The Alabama Litigation Accountability Act: When Can I Expect Attorneys’ Fees?

Posted on May 15, 2009


Pursuant to the Alabama Litigation Accountability Act, ALA CODE § 12-19-270 et seq. (“ALAA”), “in any civil action commenced or appealed in any court of record in [Alabama], the court shall award, as part of its judgment and in addition to any other costs otherwise assessed, reasonable attorneys’ fees and costs against any attorney or party, or both, who has brought a civil action, or asserted a claim therein, or interposed a defense, that a court determines to be without substantial justification, either in whole or part.”

As written, the ALAA appears to entitle a prevailing party an award of attorneys’ fees in any case where no substantial justification for a claim or defense asserted exists.

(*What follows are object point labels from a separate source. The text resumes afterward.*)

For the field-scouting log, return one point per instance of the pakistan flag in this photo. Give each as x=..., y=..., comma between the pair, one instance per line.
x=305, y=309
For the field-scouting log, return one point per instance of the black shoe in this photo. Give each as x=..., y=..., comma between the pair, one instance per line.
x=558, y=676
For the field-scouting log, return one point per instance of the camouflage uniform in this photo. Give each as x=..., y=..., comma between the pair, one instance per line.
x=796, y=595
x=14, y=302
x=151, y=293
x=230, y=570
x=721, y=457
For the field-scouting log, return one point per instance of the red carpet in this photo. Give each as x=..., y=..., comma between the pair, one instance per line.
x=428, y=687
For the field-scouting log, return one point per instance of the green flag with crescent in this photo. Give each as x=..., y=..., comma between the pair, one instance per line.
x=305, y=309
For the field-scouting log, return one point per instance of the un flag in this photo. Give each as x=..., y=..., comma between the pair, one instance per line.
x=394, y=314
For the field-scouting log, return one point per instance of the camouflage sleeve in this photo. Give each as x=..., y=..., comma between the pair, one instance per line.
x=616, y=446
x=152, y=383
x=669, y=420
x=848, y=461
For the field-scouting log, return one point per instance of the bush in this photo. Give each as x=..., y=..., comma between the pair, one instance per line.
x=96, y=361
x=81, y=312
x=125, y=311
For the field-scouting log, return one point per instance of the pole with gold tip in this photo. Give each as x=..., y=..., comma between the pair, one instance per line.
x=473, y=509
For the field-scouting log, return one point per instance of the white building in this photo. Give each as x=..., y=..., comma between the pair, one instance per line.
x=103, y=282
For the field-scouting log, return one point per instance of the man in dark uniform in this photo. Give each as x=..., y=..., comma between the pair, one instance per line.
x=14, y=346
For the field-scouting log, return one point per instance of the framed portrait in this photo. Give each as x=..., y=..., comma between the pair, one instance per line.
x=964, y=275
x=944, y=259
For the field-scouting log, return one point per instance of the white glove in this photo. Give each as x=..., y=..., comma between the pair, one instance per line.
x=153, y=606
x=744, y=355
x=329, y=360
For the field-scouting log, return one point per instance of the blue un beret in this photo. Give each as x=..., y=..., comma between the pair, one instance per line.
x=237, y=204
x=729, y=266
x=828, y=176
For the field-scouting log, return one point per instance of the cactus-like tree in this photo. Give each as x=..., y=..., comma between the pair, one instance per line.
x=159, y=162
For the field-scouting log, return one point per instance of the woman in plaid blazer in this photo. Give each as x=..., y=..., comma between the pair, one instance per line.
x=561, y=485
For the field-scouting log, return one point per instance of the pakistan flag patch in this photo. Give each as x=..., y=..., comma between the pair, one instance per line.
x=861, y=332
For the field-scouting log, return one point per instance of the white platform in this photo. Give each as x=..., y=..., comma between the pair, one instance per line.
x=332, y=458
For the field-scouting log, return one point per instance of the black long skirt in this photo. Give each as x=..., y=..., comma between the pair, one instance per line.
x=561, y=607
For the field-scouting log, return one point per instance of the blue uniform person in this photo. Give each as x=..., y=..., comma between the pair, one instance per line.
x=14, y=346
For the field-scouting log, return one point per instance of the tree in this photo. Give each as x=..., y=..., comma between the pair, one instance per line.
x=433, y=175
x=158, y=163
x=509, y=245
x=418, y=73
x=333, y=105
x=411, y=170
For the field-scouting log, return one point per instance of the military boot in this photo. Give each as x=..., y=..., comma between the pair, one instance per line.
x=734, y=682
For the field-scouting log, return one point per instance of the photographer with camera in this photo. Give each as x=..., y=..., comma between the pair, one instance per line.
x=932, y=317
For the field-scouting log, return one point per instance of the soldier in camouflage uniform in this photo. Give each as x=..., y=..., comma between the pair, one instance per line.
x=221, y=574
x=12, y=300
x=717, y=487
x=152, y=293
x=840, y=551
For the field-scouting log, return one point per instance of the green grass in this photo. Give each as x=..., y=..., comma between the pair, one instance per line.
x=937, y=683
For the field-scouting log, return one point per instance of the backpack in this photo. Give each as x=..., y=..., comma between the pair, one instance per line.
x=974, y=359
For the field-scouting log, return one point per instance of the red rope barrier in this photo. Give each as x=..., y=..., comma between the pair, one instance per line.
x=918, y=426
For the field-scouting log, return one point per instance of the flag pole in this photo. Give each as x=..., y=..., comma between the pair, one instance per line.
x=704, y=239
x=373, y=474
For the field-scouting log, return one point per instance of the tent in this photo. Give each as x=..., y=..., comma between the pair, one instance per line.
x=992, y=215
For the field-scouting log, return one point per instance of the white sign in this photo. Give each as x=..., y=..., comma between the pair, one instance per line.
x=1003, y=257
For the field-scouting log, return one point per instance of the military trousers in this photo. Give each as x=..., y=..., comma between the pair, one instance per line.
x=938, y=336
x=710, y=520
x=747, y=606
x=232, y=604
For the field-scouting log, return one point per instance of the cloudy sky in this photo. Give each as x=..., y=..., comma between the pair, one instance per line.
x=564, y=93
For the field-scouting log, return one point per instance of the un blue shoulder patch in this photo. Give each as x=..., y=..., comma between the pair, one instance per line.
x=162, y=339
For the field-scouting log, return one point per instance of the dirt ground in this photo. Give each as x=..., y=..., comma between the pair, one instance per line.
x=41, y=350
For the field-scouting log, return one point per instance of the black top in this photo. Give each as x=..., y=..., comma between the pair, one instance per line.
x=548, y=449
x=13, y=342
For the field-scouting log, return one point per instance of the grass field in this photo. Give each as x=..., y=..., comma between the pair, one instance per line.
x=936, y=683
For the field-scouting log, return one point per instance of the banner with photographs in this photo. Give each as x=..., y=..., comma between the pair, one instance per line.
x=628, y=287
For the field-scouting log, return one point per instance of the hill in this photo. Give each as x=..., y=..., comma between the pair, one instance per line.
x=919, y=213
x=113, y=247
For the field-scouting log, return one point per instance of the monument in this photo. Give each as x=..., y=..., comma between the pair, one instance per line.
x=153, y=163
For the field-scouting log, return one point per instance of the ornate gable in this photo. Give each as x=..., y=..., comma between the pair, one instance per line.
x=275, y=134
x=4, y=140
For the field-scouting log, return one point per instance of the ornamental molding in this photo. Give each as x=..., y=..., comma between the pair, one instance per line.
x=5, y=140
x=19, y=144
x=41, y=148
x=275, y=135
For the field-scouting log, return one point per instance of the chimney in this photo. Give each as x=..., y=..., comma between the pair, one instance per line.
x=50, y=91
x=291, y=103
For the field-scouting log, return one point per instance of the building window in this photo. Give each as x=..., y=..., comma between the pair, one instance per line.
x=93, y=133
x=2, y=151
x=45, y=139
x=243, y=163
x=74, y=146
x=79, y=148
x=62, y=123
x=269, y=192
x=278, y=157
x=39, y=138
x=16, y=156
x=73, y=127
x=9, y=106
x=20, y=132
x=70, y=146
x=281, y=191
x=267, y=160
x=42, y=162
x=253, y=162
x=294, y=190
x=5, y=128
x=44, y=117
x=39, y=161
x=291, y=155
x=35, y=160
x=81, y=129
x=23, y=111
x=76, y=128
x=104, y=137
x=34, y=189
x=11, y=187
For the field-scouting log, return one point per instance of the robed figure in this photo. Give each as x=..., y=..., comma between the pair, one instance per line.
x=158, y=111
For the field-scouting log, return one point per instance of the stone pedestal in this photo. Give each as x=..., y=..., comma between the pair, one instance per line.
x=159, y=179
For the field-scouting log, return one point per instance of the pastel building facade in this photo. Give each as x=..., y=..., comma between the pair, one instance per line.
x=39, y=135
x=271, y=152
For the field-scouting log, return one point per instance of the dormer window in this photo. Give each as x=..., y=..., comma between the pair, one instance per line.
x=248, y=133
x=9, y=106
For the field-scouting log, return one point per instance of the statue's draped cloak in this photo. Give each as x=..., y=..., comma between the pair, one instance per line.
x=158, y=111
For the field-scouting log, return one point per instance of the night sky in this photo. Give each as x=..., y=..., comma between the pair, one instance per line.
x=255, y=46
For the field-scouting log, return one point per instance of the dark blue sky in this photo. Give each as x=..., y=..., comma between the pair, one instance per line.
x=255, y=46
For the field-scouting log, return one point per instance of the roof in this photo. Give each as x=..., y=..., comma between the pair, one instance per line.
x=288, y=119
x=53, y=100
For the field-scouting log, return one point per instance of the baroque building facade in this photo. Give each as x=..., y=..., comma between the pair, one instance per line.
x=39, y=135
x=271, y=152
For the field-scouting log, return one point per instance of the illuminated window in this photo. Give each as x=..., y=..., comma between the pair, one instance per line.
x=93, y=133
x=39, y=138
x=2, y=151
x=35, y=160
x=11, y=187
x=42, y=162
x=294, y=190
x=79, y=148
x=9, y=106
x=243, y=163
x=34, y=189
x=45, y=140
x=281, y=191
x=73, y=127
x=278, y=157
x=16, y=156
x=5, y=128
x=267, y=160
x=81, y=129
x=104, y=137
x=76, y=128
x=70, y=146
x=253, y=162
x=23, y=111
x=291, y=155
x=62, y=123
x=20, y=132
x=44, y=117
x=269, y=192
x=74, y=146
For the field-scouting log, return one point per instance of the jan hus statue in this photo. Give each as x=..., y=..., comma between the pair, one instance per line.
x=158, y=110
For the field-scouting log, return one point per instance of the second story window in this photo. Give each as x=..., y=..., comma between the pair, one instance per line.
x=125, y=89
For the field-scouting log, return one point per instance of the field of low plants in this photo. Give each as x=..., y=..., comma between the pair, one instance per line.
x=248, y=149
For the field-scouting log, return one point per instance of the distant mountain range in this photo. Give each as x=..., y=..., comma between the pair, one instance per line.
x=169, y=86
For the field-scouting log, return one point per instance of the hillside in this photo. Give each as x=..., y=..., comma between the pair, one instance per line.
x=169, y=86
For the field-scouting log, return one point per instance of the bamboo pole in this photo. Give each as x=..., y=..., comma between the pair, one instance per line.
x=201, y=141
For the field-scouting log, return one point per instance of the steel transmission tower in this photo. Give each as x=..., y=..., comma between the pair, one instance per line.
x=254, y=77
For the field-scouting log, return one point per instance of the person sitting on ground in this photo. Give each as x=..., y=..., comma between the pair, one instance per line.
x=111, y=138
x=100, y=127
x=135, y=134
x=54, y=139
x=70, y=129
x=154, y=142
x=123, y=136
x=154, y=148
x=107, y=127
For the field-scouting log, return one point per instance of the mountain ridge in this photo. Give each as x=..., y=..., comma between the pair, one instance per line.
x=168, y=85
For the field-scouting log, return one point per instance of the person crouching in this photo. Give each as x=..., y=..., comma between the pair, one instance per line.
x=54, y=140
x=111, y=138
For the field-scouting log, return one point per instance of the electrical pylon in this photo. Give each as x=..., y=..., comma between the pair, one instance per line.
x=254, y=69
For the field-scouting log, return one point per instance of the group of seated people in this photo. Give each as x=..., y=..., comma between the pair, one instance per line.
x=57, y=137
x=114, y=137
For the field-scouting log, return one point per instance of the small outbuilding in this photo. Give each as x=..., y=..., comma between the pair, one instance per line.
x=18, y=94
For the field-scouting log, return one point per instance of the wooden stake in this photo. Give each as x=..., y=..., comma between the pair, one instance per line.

As a practical matter, however, courts are unlikely to award attorneys fees unless there is a clear entitlement provided by contract or by statute. This is probably a function of the difficulty in defining a “substantial justification,” along with the reality that judges are elected and would rather not award attorneys’ fees against any party unless they feel they have no choice.

This reality was recently demonstrated in Mahoney v. Loma Alta Property Owners Assoc., Inc., No. 2080192 (Ala. Civ. App. March 27, 2009). In Mahoney, the defendant appealed from a circuit court judgment denying her request for an attorney’s fee and costs pursuant to the ALAA when she was sued for several claims related to a property that she did not own, and as a result had been improperly named as a defendant. The Alabama Court of Civil Appeals found that the defendant was clearly entitled to relief under the ALAA, and the issue was remanded to the circuit court to make a determination of an appropriate award.

Mahoney is an important case from the standpoint of a party that has been targeted by a frivolous lawsuit or defense. In the event that a circuit court fails to step out on an apparent limb and award attorneys’ fees to the subject of a claim or defense without a substantial justification, it is reassuring to know that our appellate courts may still make such an award. As a practical matter, however, the ALAA appears to be applicable to cases such as Mahoney, where it is completely obvious that no substantial justification exists, i.e., where there is no question that the wrong party was targeted by a claim.